I wanted to say - I had been taking supplements according to my list for 2-3 (the first section which is quite long) months and really believe this is what worked for me. I did sometimes vary the dosages. And I had the very occasional small glass of wine/instant decaf coffee/chocolate. But - please, please read the list as it may just help http://www.fertilityfriends.co.uk/forum/index.php?topic=294994.0
Cheers


----------



## Artypants

Hi there

Congratulations thats amazing news! I think doctors can give such a bleak picture and would suggest donor eggs quicker than I think they should. I also have just had a natural bfp with low AMH its very very early days but it should give hope that it CAN happen.

Good luck x


----------



## mfmcmoo

Awesome Artypants - let us know how things go.
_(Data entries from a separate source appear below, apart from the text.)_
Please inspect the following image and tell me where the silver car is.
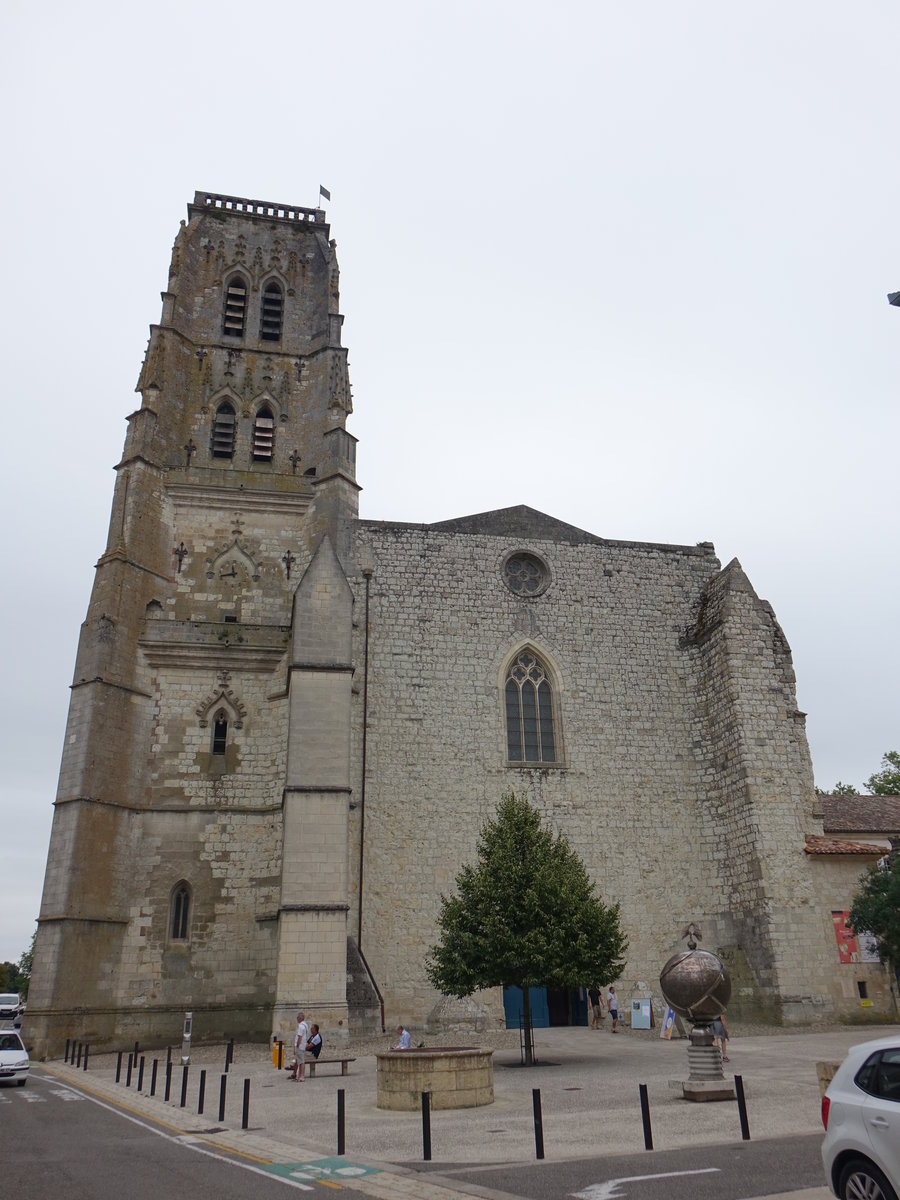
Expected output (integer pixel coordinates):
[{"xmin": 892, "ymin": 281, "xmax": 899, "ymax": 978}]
[
  {"xmin": 822, "ymin": 1037, "xmax": 900, "ymax": 1200},
  {"xmin": 0, "ymin": 1030, "xmax": 29, "ymax": 1087}
]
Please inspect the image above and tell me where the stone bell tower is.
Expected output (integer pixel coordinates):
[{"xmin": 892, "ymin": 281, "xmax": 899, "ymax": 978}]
[{"xmin": 29, "ymin": 192, "xmax": 358, "ymax": 1052}]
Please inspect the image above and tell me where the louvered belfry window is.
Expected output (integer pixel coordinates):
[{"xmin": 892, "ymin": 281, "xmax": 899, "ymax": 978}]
[
  {"xmin": 253, "ymin": 408, "xmax": 275, "ymax": 462},
  {"xmin": 222, "ymin": 275, "xmax": 247, "ymax": 337},
  {"xmin": 259, "ymin": 283, "xmax": 284, "ymax": 342},
  {"xmin": 212, "ymin": 401, "xmax": 235, "ymax": 458}
]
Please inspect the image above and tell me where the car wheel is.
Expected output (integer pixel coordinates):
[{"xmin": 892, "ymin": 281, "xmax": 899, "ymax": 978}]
[{"xmin": 838, "ymin": 1158, "xmax": 898, "ymax": 1200}]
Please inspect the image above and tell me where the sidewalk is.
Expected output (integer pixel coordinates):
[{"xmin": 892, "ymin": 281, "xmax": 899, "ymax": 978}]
[{"xmin": 43, "ymin": 1026, "xmax": 883, "ymax": 1200}]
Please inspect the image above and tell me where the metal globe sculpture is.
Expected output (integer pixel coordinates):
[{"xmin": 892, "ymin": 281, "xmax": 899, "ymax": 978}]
[{"xmin": 659, "ymin": 947, "xmax": 731, "ymax": 1025}]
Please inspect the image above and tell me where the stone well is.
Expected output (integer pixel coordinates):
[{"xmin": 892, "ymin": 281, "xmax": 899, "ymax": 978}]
[{"xmin": 376, "ymin": 1046, "xmax": 493, "ymax": 1112}]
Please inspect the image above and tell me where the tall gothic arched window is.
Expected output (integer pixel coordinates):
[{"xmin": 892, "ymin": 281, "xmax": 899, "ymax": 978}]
[
  {"xmin": 169, "ymin": 881, "xmax": 191, "ymax": 942},
  {"xmin": 504, "ymin": 650, "xmax": 557, "ymax": 763},
  {"xmin": 222, "ymin": 275, "xmax": 247, "ymax": 337},
  {"xmin": 212, "ymin": 708, "xmax": 228, "ymax": 754}
]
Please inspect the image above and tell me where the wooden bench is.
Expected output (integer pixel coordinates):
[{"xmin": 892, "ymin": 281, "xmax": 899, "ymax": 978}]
[{"xmin": 306, "ymin": 1055, "xmax": 356, "ymax": 1079}]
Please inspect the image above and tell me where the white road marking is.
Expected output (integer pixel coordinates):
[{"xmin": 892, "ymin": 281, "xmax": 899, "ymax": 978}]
[{"xmin": 578, "ymin": 1166, "xmax": 719, "ymax": 1200}]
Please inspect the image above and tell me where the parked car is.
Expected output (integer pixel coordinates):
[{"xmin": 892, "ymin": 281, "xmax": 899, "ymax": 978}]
[
  {"xmin": 822, "ymin": 1037, "xmax": 900, "ymax": 1200},
  {"xmin": 0, "ymin": 1030, "xmax": 29, "ymax": 1087},
  {"xmin": 0, "ymin": 991, "xmax": 23, "ymax": 1021}
]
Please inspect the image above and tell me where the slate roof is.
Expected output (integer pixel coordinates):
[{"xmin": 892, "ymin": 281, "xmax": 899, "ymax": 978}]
[
  {"xmin": 360, "ymin": 504, "xmax": 718, "ymax": 565},
  {"xmin": 820, "ymin": 796, "xmax": 900, "ymax": 838}
]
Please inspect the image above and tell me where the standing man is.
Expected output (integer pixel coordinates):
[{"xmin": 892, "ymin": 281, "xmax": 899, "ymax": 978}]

I have my first ver early scan on Wednesday.

Cheers


----------



## Attagirl

Congratulations both of you!!!!!! Really happy for you both and grateful that you chose to post as I also have a low AMH and having just had a miscarriage am always in desperately in need of hope. 

Mfmcmoo - after the effort you put into that supplements list, which many people will benefit from, you truly deserve it!

I wish you both the smoothest of journeys (and for selfish reasons) hope that this is the start of the 2013 FertilityFriends babyboom!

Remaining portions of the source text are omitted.